Symptom: Handler receives data but can't find expected fields

Debug:

bash

# Add logging to see raw message
kubectl logs deploy/notification-service -n taskflow | grep -i "raw"

# Check message structure
# CloudEvent wraps payload in "data" field

Fix: Unwrap CloudEvent: event = raw.get("data", raw)

5. Async SQLAlchemy Errors

Symptom: greenlet_spawn has not been called

Debug:

bash

# Find the line that crashes
kubectl logs deploy/notification-service -n taskflow | grep -A 20 "greenlet"

Fix: Add await session.refresh(obj) after commit before accessing attributes.

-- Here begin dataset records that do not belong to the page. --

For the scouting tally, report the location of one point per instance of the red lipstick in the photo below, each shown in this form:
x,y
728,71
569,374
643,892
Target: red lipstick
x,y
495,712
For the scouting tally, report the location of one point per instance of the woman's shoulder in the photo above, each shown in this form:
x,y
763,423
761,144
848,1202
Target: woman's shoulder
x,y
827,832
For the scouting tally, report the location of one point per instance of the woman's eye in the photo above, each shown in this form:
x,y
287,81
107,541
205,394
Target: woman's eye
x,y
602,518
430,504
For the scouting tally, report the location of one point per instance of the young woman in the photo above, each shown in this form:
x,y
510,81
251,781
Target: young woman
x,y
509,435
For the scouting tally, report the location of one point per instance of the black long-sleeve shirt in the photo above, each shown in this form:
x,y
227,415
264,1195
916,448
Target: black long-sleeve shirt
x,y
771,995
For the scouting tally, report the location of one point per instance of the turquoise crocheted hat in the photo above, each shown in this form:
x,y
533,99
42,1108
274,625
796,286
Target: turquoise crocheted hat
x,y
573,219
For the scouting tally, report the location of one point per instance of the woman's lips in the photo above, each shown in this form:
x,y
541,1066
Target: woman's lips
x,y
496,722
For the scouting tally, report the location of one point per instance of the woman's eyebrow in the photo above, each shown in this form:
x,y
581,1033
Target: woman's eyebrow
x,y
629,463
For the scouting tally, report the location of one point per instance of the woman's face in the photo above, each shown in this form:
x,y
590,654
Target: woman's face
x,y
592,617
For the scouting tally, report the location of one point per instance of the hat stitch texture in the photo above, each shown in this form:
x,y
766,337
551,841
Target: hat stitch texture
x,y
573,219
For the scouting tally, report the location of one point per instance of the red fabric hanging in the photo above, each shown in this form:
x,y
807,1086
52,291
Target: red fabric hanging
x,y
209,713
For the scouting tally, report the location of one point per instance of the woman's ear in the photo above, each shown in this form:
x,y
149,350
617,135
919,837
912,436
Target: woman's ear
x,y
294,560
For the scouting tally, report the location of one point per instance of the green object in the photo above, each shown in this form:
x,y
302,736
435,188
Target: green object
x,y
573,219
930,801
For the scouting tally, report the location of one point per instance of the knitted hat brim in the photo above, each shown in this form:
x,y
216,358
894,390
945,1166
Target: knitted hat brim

Debugging Dapr Specifically

Check Dapr Sidecar

bash

# Dapr scheduler connection
kubectl logs deploy/taskflow-api -n taskflow -c daprd | grep -i "scheduler"

# Dapr API calls
kubectl logs deploy/taskflow-api -n taskflow -c daprd | grep "HTTP API Called"

# Dapr pub/sub
kubectl logs deploy/taskflow-api -n taskflow -c daprd | grep -i "publish"

Check Dapr Subscriptions

bash

# What subscriptions are registered?
kubectl exec deploy/notification-service -n taskflow -- curl localhost:8001/dapr/subscribe

Test Dapr Pub/Sub

bash

# Publish test event from inside cluster
kubectl exec deploy/taskflow-api -n taskflow -- curl -X POST \
  http://localhost:3500/v1.0/publish/taskflow-pubsub/test-topic \
  -H "Content-Type: application/json" \
  -d '{"test": true}'

Debugging Checklist

When investigating a production issue:

• Reproduce the issue (what exactly fails?)
• Check pod status (kubectl get pods)
• Check main app logs for errors
• Check sidecar logs (daprd, etc.)
• Trace request path across services
• Identify error pattern (see table above)
• Verify fix locally before deploying
• Deploy and verify in production

CI/CD Integration

Check Deployment Status

bash

# GitHub Actions
gh run list --limit 5

# Check specific run
gh run view <run-id>

# Watch deployment
gh run watch

Verify Deployment

bash

# Check pod restart count (should be 0 for healthy pods)
kubectl get pods -n taskflow

# Check pod age (recent = just deployed)
kubectl get pods -n taskflow -o wide

# Verify new code is running
kubectl logs deploy/taskflow-api -n taskflow --tail=10 | head -5

Prevention

Add Logging at Key Points

python

logger.info("[SERVICE] Received request: %s", request_summary)
logger.info("[SERVICE] Processing: step=%s, data=%s", step, safe_data)
logger.info("[SERVICE] Completed: result=%s", result_summary)
logger.error("[SERVICE] Failed: error=%s, context=%s", error, context)

Include Correlation IDs

python

import uuid

@router.post("/tasks")
async def create_task(request: Request):
    correlation_id = request.headers.get("X-Correlation-ID", str(uuid.uuid4()))
    logger.info("[%s] Creating task", correlation_id)
    # ... processing ...
    logger.info("[%s] Task created: %d", correlation_id, task.id)

Test Error Paths

python

def test_handles_missing_field():
    """Ensure graceful handling of missing data."""
    response = client.post("/tasks", json={})  # Missing required field
    assert response.status_code == 422  # Not 500!